# easy ksi circuit - w/ Elcon charger



## Tahoe Tim (Feb 20, 2010)

Do you know where I can get the connector? I want to connect up pins 4 and 6 for the remote charger light indicator.


----------



## dtbaker (Jan 5, 2008)

Tahoe Tim said:


> Do you know where I can get the connector? I want to connect up pins 4 and 6 for the remote charger light indicator.


what connector? mine was just blank wires.... installed spade connectors as needed.


----------



## frodus (Apr 12, 2008)

Why are you using the microswitch on the curtis potbox with pack voltage. It's not rated for high voltage.

Use a relay rated for the pack voltage and you're 12V system.


----------



## Tahoe Tim (Feb 20, 2010)

My elcon has a round 6 pin connector with only two wires for the charge enable feature.


----------



## dtbaker (Jan 5, 2008)

Tahoe Tim said:


> My elcon has a round 6 pin connector with only two wires for the charge enable feature.


totally different than my bottom of the line pfc-1500... sorry


----------



## Tahoe Tim (Feb 20, 2010)

Mine is the little 1500 or 2000 too.


----------



## dtbaker (Jan 5, 2008)

frodus said:


> Why are you using the microswitch on the curtis potbox with pack voltage. It's not rated for high voltage.
> 
> Use a relay rated for the pack voltage and you're 12V system.


...well, all the schematics I have and the curtis controller manual shows using the full pack + thru the KSI is ok since it draws only a few mA. They recommend that the HV not be in the operator cabin i.e. in a footpedal.

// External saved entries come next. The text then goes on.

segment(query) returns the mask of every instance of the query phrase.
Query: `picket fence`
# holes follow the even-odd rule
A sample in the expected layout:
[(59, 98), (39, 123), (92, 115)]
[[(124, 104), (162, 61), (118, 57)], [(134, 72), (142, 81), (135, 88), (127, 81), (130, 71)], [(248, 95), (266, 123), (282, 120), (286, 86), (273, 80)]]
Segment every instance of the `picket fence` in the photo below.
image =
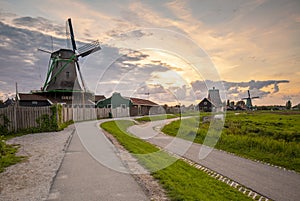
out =
[[(60, 123), (73, 121), (86, 121), (111, 116), (110, 108), (72, 108), (63, 106)], [(20, 107), (17, 105), (0, 108), (0, 125), (4, 125), (5, 119), (9, 121), (8, 130), (17, 131), (31, 127), (38, 127), (37, 119), (42, 115), (51, 116), (51, 107)]]

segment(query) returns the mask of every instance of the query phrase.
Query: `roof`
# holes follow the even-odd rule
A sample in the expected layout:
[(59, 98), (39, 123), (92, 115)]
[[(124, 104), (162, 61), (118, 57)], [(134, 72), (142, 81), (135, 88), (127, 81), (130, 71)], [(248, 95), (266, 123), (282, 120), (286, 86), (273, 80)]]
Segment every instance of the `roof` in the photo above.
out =
[(140, 99), (140, 98), (130, 98), (133, 105), (151, 105), (158, 106), (157, 103), (154, 103), (150, 100)]
[(201, 103), (203, 103), (205, 101), (210, 102), (212, 106), (216, 107), (216, 105), (211, 100), (209, 100), (208, 98), (203, 98), (203, 100), (200, 101), (200, 103), (198, 105), (200, 105)]
[(222, 105), (222, 100), (220, 98), (220, 93), (219, 89), (213, 89), (208, 90), (208, 99), (214, 103), (216, 106), (221, 106)]
[(95, 95), (95, 102), (106, 99), (103, 95)]
[(19, 98), (19, 100), (22, 100), (22, 101), (48, 101), (48, 98), (37, 95), (37, 94), (19, 93), (18, 98)]

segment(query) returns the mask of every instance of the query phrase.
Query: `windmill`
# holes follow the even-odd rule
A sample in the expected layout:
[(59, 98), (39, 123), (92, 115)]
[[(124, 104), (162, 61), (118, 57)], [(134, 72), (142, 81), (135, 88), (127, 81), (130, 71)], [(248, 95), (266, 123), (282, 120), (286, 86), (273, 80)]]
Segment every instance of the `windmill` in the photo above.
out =
[(67, 20), (67, 36), (70, 37), (72, 49), (59, 49), (51, 53), (42, 92), (86, 92), (78, 60), (100, 50), (99, 41), (77, 48), (70, 18)]
[(256, 98), (259, 98), (259, 97), (258, 96), (251, 97), (250, 91), (248, 90), (248, 97), (247, 98), (242, 98), (242, 100), (246, 100), (246, 107), (248, 109), (252, 109), (252, 107), (253, 107), (252, 99), (256, 99)]

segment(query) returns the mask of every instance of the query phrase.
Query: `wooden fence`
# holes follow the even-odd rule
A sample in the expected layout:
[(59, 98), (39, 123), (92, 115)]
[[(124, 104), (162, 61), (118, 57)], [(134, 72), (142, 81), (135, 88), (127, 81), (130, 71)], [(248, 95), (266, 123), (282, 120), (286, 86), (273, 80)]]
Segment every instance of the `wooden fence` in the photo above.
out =
[[(61, 118), (62, 122), (86, 121), (100, 118), (110, 117), (110, 108), (72, 108), (62, 107)], [(42, 115), (52, 115), (51, 107), (20, 107), (17, 105), (0, 108), (0, 125), (5, 124), (5, 119), (9, 121), (8, 130), (17, 131), (31, 127), (38, 127), (37, 119)]]
[(0, 108), (0, 125), (4, 125), (6, 118), (9, 121), (9, 131), (37, 127), (38, 123), (36, 120), (44, 114), (51, 115), (50, 107), (9, 106)]
[(67, 122), (73, 121), (86, 121), (92, 119), (108, 118), (110, 116), (110, 108), (62, 108), (62, 120)]

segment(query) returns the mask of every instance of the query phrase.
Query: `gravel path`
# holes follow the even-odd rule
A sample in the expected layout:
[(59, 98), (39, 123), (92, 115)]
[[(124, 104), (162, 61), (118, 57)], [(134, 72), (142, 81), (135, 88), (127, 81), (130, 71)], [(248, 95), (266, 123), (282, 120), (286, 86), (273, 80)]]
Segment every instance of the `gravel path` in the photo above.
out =
[(28, 158), (0, 174), (0, 200), (46, 200), (73, 131), (71, 125), (60, 132), (29, 134), (9, 140), (9, 144), (21, 145), (17, 155)]

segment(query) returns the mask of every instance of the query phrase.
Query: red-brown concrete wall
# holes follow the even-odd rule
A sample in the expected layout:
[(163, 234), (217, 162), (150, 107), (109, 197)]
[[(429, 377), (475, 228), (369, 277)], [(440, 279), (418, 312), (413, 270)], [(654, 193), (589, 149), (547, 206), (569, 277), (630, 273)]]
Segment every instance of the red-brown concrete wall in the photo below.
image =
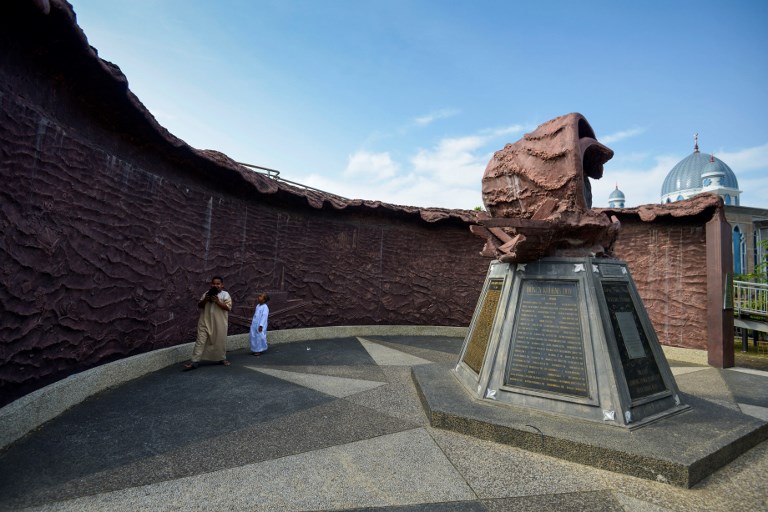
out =
[(616, 256), (628, 262), (664, 345), (706, 347), (704, 235), (702, 225), (622, 223)]
[(234, 298), (231, 333), (261, 290), (273, 329), (469, 322), (488, 261), (463, 222), (249, 201), (119, 158), (6, 91), (2, 113), (6, 400), (190, 341), (213, 274)]
[(191, 341), (213, 274), (230, 333), (263, 290), (272, 329), (468, 324), (488, 266), (472, 212), (344, 201), (195, 151), (89, 53), (63, 3), (27, 7), (0, 26), (0, 405)]

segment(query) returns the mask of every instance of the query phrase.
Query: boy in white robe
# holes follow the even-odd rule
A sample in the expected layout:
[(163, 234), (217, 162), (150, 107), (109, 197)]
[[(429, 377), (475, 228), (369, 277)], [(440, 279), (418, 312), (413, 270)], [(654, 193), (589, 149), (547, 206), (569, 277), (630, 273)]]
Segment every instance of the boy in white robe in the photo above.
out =
[(267, 320), (269, 318), (269, 295), (266, 293), (260, 293), (256, 297), (258, 304), (256, 305), (256, 311), (253, 313), (253, 320), (251, 321), (251, 355), (260, 356), (267, 351)]

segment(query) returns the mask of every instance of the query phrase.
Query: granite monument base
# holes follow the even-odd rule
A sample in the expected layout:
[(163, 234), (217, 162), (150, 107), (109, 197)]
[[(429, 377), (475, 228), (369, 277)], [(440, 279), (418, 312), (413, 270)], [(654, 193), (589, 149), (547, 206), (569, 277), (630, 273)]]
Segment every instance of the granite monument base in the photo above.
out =
[(491, 263), (454, 372), (467, 393), (629, 430), (689, 408), (626, 263)]
[(413, 380), (433, 427), (686, 488), (768, 439), (768, 423), (688, 392), (685, 413), (629, 430), (479, 400), (451, 365), (416, 366)]

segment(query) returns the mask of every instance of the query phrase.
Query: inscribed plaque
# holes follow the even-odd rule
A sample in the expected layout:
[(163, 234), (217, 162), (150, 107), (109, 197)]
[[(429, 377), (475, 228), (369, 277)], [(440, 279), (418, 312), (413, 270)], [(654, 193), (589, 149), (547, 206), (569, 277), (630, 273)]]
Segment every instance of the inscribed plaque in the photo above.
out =
[(627, 355), (630, 359), (639, 359), (645, 357), (643, 342), (640, 339), (640, 333), (637, 331), (635, 316), (632, 313), (619, 311), (616, 313), (616, 320), (619, 324), (621, 339), (624, 341), (624, 348), (627, 349)]
[(475, 373), (480, 373), (485, 359), (485, 351), (488, 348), (488, 340), (493, 328), (493, 320), (496, 318), (496, 309), (499, 306), (501, 289), (504, 286), (503, 279), (491, 279), (488, 291), (485, 293), (483, 303), (480, 305), (480, 314), (475, 319), (472, 334), (464, 353), (464, 363), (472, 368)]
[(578, 290), (575, 281), (523, 281), (507, 385), (589, 396)]
[[(635, 303), (625, 282), (603, 282), (603, 294), (610, 315), (611, 326), (616, 337), (624, 377), (629, 395), (633, 400), (643, 398), (666, 389), (659, 366), (653, 357), (648, 337), (635, 310)], [(634, 329), (629, 327), (630, 322)], [(634, 336), (639, 337), (638, 340)], [(625, 337), (626, 336), (626, 337)], [(642, 350), (642, 354), (640, 351)]]

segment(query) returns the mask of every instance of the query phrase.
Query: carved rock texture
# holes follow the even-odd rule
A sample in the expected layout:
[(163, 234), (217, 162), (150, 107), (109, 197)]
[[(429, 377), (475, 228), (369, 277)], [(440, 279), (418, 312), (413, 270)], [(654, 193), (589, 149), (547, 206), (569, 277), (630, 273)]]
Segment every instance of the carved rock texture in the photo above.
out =
[(213, 274), (235, 302), (230, 333), (245, 332), (262, 290), (272, 329), (471, 317), (487, 262), (465, 222), (436, 229), (386, 206), (281, 208), (255, 189), (236, 198), (118, 158), (7, 98), (6, 399), (29, 381), (191, 341)]
[(214, 274), (234, 299), (230, 334), (260, 291), (271, 329), (469, 322), (487, 269), (474, 212), (347, 200), (193, 149), (98, 59), (67, 4), (5, 14), (0, 404), (192, 341)]
[(621, 221), (616, 257), (628, 262), (638, 292), (664, 345), (707, 348), (706, 223), (722, 200), (600, 209)]
[(497, 151), (483, 175), (483, 202), (492, 217), (516, 223), (475, 230), (488, 240), (484, 253), (509, 263), (609, 256), (619, 225), (591, 210), (588, 178), (601, 178), (611, 157), (578, 113), (547, 121)]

I can't find ANYTHING indicating what the microswitch voltage rating is.

I would feel more comfortable with putting the charger interlock in my 12v keyswitch side of things, but the charger puts out the PACK voltage in its interlock wire, and I need to run that to the controller anyway, so the pb-6 provides a good way to do that unless you know of some document showing the microswitch is not rated for 120v DC ?

I do put my 12v inertia switch in the 12 side of the key-on ignition switch to the main contactor.


----------



## dtbaker (Jan 5, 2008)

Tahoe Tim said:


> Mine is the little 1500 or 2000 too.


huh, well I got NO connectors, just raw wire ends which I run into my circuit breaker that handles the most ++ and most -- ends of the traction pack.


----------



## frodus (Apr 12, 2008)

> well, all the schematics I have and the curtis controller manual shows using the full pack + thru the KSI is ok since it draws only a few mA. They recommend that the HV not be in the operator cabin i.e. in a footpedal.


thats because they don't want to deal with it. They assume people will use rated parts. The curtis throttles are made for forklifts at 48V. Not sure what model of switch inside, can you check? At higher Voltage, it might only take a few mA to draw a significant arc that could weld contacts. If they tell you not to put the HV into the cabin, then you shouldn't. 



> I can't find ANYTHING indicating what the microswitch voltage rating is.


 Take it apart and see what the microswitch part number is.



> I would feel more comfortable with putting the charger interlock in my 12v keyswitch side of things, but the charger puts out the PACK voltage in its interlock wire, and I need to run that to the controller anyway, so the pb-6 provides a good way to do that unless you know of some document showing the microswitch is not rated for 120v DC ?


you can. Use a pack voltage rated Relay to close some contacts that are put in series with the KSI microswitch and in turn close a 12V coil relay with 150VDC contacts (assuming you're at 144V). 

Just trying to get people to be safe, thats all.


Lets see if its rated first, can you get me the part number?


----------



## dtbaker (Jan 5, 2008)

frodus said:


> If they tell you not to put the HV into the cabin, then you shouldn't.
> Take it apart and see what the microswitch part number is.



I am not putting hv into the cabin, it is under the hood.... I will see if I can see the microswitch part number, but its pretty well buttoned up in there. been running fine for 2 years, but I'd like to know what the rating for the switch is....


----------